Le concept de désobéissance civile, de façon plus contemporaine, a été précisé par le philosophe John Rawls dans La Théorie de la Justice (1971). Il la définit comme « un acte public, non violent, décidé en conscience, mais politique, contraire à la loi et accompli le plus souvent pour amener un changement dans la loi ou bien dans la politique du gouvernement. En agissant ainsi, on s’adresse au sens de la justice de la majorité de la communauté et on déclare que, selon une opinion mûrement réfléchie, les principes de coopération sociale entre des êtres libres et égaux ne sont pas actuellement respectés ».
Voir aussi : Démocratie : définition
Les six éléments caractéristiques de la désobéissance civile
Six éléments permettent de caractériser une action de désobéissance civile.
- Le premier élément est qu’il faut commettre une infraction de manière consciente et intentionnelle. On peut distinguer alors entre la désobéissance civile directe, qui nécessite que l’action réalisée viole directement un texte de loi (comme avec les faucheurs d’OGM) et la désobéissance civile indirecte, lorsque la norme violée n’est pas celle qui est contestée (comme c’est le cas pour les sit-in, car alors ce n’est pas le code de la route qui est visé par l’action).
- Le deuxième élément est que l’acte doit être public. La publicité de l’acte vise à lui donner une valeur de symbole, à toucher l’audience la plus large possible pour sensibiliser le public à la cause défendue.
- Le troisième élément est que l’action doit être réalisée collectivement.
- Le quatrième élément est que l’acte doit être réalisé en utilisant des méthodes pacifiques.
- Le cinquième élément est que l’action doit être réalisée en acceptant les éventualités d’une sanction.
- Enfin, le dernier élément, sans doute le plus important, est que l’action réalisée doit faire appel à des « principes supérieurs » pour justifier la violation d’une norme. C’est l’existence de ces principes supérieurs qui confèrent une certaine légitimité à l’action.

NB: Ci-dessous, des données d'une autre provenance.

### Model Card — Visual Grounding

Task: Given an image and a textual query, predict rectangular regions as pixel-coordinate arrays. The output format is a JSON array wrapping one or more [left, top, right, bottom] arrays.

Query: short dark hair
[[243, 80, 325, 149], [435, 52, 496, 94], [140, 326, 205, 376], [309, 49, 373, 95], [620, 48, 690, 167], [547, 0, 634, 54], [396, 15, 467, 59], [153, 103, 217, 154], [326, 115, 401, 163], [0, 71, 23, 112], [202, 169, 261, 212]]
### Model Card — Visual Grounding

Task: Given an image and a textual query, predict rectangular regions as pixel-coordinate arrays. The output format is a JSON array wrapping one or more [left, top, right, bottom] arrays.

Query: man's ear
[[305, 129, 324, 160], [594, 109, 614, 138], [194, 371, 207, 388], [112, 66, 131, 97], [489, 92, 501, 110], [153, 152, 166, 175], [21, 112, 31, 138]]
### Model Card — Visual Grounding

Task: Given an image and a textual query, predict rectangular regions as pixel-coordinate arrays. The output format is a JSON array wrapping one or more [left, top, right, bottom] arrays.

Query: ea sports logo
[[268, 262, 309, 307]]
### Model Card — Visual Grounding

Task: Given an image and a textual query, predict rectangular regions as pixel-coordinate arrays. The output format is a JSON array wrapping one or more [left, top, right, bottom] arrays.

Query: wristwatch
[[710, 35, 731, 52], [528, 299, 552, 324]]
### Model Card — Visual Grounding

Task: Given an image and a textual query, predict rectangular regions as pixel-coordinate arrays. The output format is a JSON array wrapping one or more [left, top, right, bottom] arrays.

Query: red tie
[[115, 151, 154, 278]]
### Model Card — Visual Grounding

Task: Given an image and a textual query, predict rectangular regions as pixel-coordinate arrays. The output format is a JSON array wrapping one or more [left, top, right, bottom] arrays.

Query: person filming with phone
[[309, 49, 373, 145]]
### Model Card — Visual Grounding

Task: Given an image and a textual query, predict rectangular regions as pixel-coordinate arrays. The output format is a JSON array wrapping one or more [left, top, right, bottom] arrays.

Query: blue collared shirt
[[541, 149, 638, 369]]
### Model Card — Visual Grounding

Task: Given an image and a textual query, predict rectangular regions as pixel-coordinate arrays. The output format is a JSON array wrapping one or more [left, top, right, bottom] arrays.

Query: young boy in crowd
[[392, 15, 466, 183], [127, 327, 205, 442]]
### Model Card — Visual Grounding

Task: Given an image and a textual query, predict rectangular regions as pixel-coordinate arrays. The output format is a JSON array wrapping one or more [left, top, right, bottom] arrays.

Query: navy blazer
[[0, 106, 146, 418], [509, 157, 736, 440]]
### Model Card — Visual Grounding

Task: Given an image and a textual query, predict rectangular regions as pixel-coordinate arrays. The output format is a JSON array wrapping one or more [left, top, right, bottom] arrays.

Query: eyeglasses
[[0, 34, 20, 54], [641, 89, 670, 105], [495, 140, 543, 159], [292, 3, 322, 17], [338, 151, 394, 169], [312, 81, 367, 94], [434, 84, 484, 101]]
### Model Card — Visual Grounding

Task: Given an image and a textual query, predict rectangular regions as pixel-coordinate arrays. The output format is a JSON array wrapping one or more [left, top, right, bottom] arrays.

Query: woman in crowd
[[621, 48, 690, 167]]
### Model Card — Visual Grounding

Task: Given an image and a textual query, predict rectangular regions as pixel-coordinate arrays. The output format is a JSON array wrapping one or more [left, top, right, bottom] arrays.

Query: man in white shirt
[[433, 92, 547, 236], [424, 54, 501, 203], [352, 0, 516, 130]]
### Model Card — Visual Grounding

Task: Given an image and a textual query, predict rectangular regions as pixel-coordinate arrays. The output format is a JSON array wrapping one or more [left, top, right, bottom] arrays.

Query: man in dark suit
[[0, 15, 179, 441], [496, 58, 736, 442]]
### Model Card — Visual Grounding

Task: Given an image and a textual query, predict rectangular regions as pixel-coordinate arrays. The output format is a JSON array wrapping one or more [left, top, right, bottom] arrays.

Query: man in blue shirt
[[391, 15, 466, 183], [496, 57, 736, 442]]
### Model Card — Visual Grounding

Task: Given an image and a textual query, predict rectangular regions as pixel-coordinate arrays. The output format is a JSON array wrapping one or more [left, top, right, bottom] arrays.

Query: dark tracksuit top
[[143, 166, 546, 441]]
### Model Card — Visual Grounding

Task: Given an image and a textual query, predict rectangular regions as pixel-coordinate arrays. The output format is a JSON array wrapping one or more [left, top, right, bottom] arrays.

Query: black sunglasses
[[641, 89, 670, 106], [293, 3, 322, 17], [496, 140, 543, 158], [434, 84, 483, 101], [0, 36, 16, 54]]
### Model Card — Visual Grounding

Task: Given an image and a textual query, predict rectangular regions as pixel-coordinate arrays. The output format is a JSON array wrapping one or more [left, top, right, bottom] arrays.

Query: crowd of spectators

La désobéissance civile : quelques exemples historiques connus
Les actes qu’on pourrait qualifier de désobéissance civile ne manquent pas à travers l’histoire. On peut en effet considérer que les actes à l’origine de « l’esprit » de la désobéissance civile émanent de l’Antiquité grecque. Par la suite, les exemples de désobéissance civile s’ancrent plutôt dans une perspective de désobéissance spirituelle et sont le fait de chrétiens refusant de se plier aux lois des hommes au nom de la loi divine. Toutefois, l’histoire de la désobéissance civile telle qu’elle est de nos jours est essentiellement construite suite aux mouvements de résistance pacifique de deux hommes : Gandhi et Martin Luther King.
L’esprit de la désobéissance civile dans l’Antiquité grecque : Antigone
L’exemple le plus connu de désobéissance à l’arbitraire du pouvoir durant l’Antiquité grecque est celui d’Antigone, héroïne du roman de Sophocle, écrit en 439 avant Jésus-Christ.
La jeune femme se voit interdire par le roi de Thèbes Créon de donner une sépulture décente à son frère, Polynice mort en ayant combattu contre la cité. Se refusant à cette injonction au nom des « lois non écrites et éternelles des Dieux », Antigone n’écoutera que son cœur pour aller enterrer son frère sous les yeux des soldats. Cet acte courageux est resté célèbre en tant qu’exemple de désobéissance civile aux abus du pouvoir de l’Etat.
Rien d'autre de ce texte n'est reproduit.